Authorities in the Islamic holy land have already deported over 500 Nigerian women while more are still in detention in Saudi Arabia. One thousand women were detained and about of them already deported for allegedly not coming to the country with male guardians.

A statement from Saudi Press Agency, SPA Friday quotes the Minister in charge of Hajj Affairs in Saudi Arabia as saying “there won’t be any entry to Saudi Arabia for those who don’t comply with terms and requirements of the entry visa to the Kingdom to perform the Hajj pilgrimage.”

Although the statement did not specifically refer to Nigeria, reports from the Holy Land indicate that only Nigerian pilgrims are subjected to the requirement of the entry visa policy.

According to the spokesperson of the Ministry, Hatim Bn Hassan Qadhi, “These terms require women under age of 45 years to be accompanied with a male sponsor during the pilgrimage journey and that is stipulated in the woman’s visa or her sponsor regardless of nationality.”

“This rule is applied to all women in general who want to get an entry visa to Saudi Arabia to perform Hajj,” Mr. Qadhi said

The position of the Saudi authorities is despite efforts made by the Federal Government to resolve the impasse. Already, the speaker of the House of Representatives, Aminu Tambuwal has gone to Saudi Arabia with the hope of reaching an amicable solution.

Government sources say the Saudi Government has treated the Nigerian pilgrims with so much contempt that even diplomats have not been allowed to see them. Some of the deported women have also claimed that they had male guardians but were separated from them at the entry point when, as stated by Saudi Arabian laws, men and women had to queue for immigration verifications separately.

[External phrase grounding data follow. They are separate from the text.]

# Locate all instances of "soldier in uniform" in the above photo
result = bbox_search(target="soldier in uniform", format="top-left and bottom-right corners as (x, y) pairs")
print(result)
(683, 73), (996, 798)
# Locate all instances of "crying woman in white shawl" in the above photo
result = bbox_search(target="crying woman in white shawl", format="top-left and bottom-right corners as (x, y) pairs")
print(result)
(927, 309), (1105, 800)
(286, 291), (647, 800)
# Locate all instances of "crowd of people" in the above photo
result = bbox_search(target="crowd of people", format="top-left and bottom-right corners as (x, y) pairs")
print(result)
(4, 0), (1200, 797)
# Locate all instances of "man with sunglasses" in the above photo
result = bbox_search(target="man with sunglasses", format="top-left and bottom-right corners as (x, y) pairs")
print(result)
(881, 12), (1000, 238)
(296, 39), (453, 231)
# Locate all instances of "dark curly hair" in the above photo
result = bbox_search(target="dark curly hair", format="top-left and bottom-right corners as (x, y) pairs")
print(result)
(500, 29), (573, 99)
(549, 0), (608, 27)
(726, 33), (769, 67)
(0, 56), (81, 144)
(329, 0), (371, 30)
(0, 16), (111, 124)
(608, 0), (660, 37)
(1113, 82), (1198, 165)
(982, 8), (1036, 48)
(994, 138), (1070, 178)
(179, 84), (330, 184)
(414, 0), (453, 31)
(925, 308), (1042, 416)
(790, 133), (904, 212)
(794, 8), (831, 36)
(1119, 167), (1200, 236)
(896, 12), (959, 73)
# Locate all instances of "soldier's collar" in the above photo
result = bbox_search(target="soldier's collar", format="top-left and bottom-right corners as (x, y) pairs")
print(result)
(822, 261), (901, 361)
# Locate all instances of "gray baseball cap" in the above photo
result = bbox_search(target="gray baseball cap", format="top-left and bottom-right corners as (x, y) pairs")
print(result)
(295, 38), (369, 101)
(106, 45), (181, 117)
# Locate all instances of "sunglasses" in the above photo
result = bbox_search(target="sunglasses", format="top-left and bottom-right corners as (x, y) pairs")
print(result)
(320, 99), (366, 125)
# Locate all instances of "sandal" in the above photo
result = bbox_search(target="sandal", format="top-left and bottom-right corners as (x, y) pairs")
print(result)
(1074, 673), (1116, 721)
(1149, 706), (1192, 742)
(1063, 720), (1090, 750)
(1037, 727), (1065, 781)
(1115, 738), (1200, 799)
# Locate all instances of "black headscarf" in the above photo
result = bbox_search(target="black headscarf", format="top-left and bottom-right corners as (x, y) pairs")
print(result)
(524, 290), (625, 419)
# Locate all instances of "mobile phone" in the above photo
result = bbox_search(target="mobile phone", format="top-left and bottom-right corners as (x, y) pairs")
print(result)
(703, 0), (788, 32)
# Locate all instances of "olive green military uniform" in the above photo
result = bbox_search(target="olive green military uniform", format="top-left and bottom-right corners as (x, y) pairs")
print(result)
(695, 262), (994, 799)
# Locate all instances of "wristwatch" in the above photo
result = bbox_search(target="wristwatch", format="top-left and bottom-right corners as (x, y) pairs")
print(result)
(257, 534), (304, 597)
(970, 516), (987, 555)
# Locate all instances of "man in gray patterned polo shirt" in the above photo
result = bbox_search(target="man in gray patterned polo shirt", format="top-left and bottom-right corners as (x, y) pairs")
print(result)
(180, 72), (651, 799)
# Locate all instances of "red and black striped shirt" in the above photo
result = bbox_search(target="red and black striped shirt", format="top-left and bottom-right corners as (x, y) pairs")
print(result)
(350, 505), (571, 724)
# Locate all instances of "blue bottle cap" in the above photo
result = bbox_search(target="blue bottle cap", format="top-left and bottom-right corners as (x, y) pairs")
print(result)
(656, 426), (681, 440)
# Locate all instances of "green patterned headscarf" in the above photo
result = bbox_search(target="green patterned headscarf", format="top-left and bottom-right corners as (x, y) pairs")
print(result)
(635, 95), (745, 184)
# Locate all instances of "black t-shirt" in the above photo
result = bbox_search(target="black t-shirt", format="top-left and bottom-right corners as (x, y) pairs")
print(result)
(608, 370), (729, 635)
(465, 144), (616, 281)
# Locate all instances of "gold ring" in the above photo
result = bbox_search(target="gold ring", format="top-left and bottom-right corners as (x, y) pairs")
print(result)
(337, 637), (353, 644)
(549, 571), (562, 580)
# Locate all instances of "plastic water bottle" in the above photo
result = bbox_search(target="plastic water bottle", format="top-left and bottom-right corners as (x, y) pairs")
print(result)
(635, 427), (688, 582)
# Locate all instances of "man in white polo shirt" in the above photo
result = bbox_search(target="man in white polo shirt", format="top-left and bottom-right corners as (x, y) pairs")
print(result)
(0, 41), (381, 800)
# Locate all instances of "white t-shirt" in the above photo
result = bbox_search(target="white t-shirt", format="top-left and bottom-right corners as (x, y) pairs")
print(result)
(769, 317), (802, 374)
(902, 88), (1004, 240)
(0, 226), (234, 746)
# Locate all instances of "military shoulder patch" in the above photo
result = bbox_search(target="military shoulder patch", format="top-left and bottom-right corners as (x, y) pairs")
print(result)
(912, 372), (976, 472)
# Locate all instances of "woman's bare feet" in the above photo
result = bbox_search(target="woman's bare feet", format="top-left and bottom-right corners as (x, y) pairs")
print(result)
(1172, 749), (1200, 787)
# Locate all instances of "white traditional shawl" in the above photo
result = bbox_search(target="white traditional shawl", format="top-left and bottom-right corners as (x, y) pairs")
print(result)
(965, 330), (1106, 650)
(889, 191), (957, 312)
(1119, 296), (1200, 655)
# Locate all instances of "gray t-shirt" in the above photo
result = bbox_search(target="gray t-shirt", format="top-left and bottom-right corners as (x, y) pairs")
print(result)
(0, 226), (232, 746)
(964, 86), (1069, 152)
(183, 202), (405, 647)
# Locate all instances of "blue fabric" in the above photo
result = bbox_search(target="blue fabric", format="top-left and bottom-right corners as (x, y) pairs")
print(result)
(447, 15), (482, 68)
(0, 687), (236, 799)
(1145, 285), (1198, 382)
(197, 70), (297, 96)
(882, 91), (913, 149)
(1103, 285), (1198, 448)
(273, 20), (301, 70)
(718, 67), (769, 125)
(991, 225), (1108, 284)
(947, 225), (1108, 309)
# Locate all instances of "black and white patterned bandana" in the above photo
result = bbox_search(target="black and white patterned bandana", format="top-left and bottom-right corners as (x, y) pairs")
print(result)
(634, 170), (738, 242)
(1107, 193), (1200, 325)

The position of the Saudi Government may affect thousands of other Nigerian Muslims who still want to perform this year’s hajj as the Nigerian hajj commission says it is suspending further airlift of pilgrims.

The spokesperson of the National Hajj Commission, NAHCON, Uba Mana, said the agency will not resume airlift of pilgrims until all the issues are resolved.

“It does not make sense to airlift people to be detained on landing. We will resume when all outstanding issues are resolved,” he said.